In the sixteenth century, colonists from the Old World brought wheat to the New World: The Spanish introduced it to Argentina, Chile, and California where the cereal flourished in climates and soils that closely resembled the lands where it already had been grown for thousands of years (Crosby 1986; Aschmann 1991: 33-5). The political and social dominance of European imperialists in these new lands and the long history of wheat farming in the Old World—where crop and weeds had adapted to a wide range of temperature, light, and rainfall conditions (Crosby 1986)—largely accounts for the fact that wheat is one of the world’s most significant crops today. Its domestication is a continuing process, with yearly genetic improvements of different strains through breeding and new gene-splicing techniques (Heyne and Smith 1967).

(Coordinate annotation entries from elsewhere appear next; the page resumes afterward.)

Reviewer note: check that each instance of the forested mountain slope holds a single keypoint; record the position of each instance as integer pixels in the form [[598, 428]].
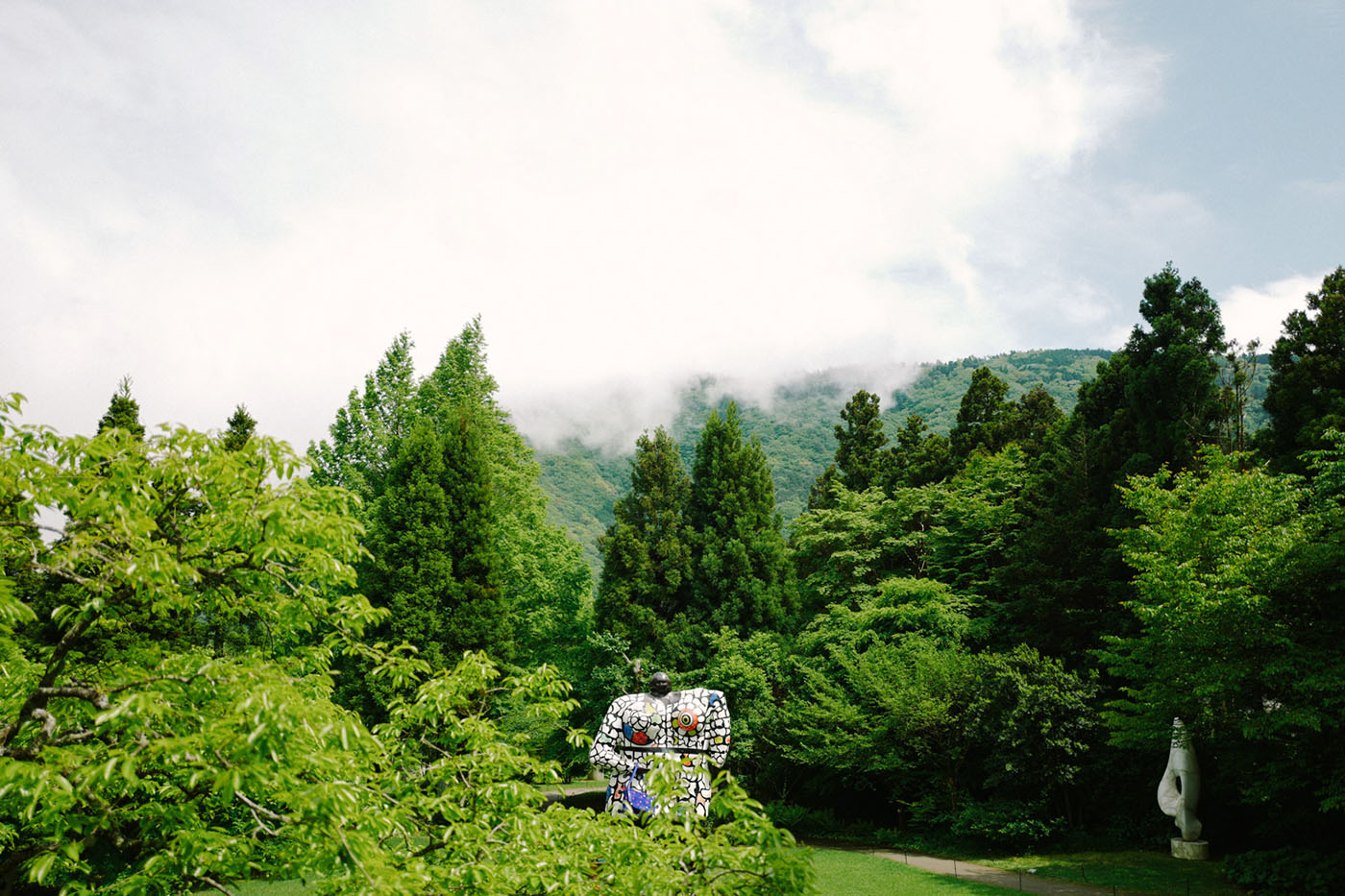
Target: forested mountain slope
[[795, 429]]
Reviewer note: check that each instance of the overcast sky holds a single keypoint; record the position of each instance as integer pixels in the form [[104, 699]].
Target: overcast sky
[[248, 201]]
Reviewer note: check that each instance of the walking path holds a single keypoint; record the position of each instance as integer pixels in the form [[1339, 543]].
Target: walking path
[[1024, 882]]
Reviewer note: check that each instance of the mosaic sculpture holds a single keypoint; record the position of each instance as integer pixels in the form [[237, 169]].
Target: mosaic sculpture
[[690, 727]]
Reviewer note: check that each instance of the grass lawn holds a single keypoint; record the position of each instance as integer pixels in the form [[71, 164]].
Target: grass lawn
[[1146, 872], [849, 873]]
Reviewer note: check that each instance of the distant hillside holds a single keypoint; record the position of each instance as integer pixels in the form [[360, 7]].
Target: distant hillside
[[795, 429]]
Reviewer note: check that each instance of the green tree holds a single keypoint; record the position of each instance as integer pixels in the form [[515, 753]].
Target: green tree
[[740, 574], [978, 520], [1153, 402], [241, 428], [981, 416], [860, 443], [1237, 601], [1307, 392], [367, 428], [1173, 388], [646, 583], [123, 412], [918, 458], [199, 771], [538, 573], [887, 700], [430, 560], [844, 549]]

Botanical and archaeological evidence for wheat domestication constitutes one of the most comprehensive case studies in the origins of agriculture. Some of the issues discussed in this chapter remain unresolved. For many of the domesticated wheats, including the primitive first wheats (einkorn and emmer), the integration of botanical and archaeological evidence indicates where and approximately when people entered into the mutualistic relationship that domesticated both humans and their wheats. Less is understood about the origins of hexaploid wheats, largely because the results of archaeological investigations in central Asia have long been inaccessible to Western prehistorians.5 From botanical studies, however, we can (1) trace the wild ancestors of modern wheats, (2) suggest that isolated events led to the domestication of each species, and (3) reconstruct the environmental constraints within which the first farmers planted and reaped.

Yet, some debate still continues over the question of how wheat was domesticated. Did people in many communities independently select easily harvested plants from weedy wild emmer growing on their dump heaps (Blumler and Byrne 1991)? Or did they, as most believe, deliberately harvest and sow fully wild wheats and in the process domesticate them (Unger-Hamilton 1989; Hillman and Davies 1990; Anderson-Gerfaud, Deraprahamian, and Willcox 1991: 217)? Related questions, of course, follow: Did this latter process happen once or often, and did the first true farmers move these wild plants to seasonally flooded or supplementally watered soils as part of the domestication process?

Scholars also continue to discuss why people began to domesticate wheat in the first place some 10,000 years ago as part of the larger question of the origins of agriculture. Although most agree that many factors were involved in the Near East and that they converged at the end of the Pleistocene, there is no agreement about which factor or combination of factors was most important (for example, Graber 1992; Hole and McCorriston 1992). But because there are no written Neolithic versions of the original crop plants (compare Hodder 1990: 20-1), it is up to us—at the interdisciplinary junction of archaeology and botany—to continue to reconstruct this evolutionary and cultural process in human history.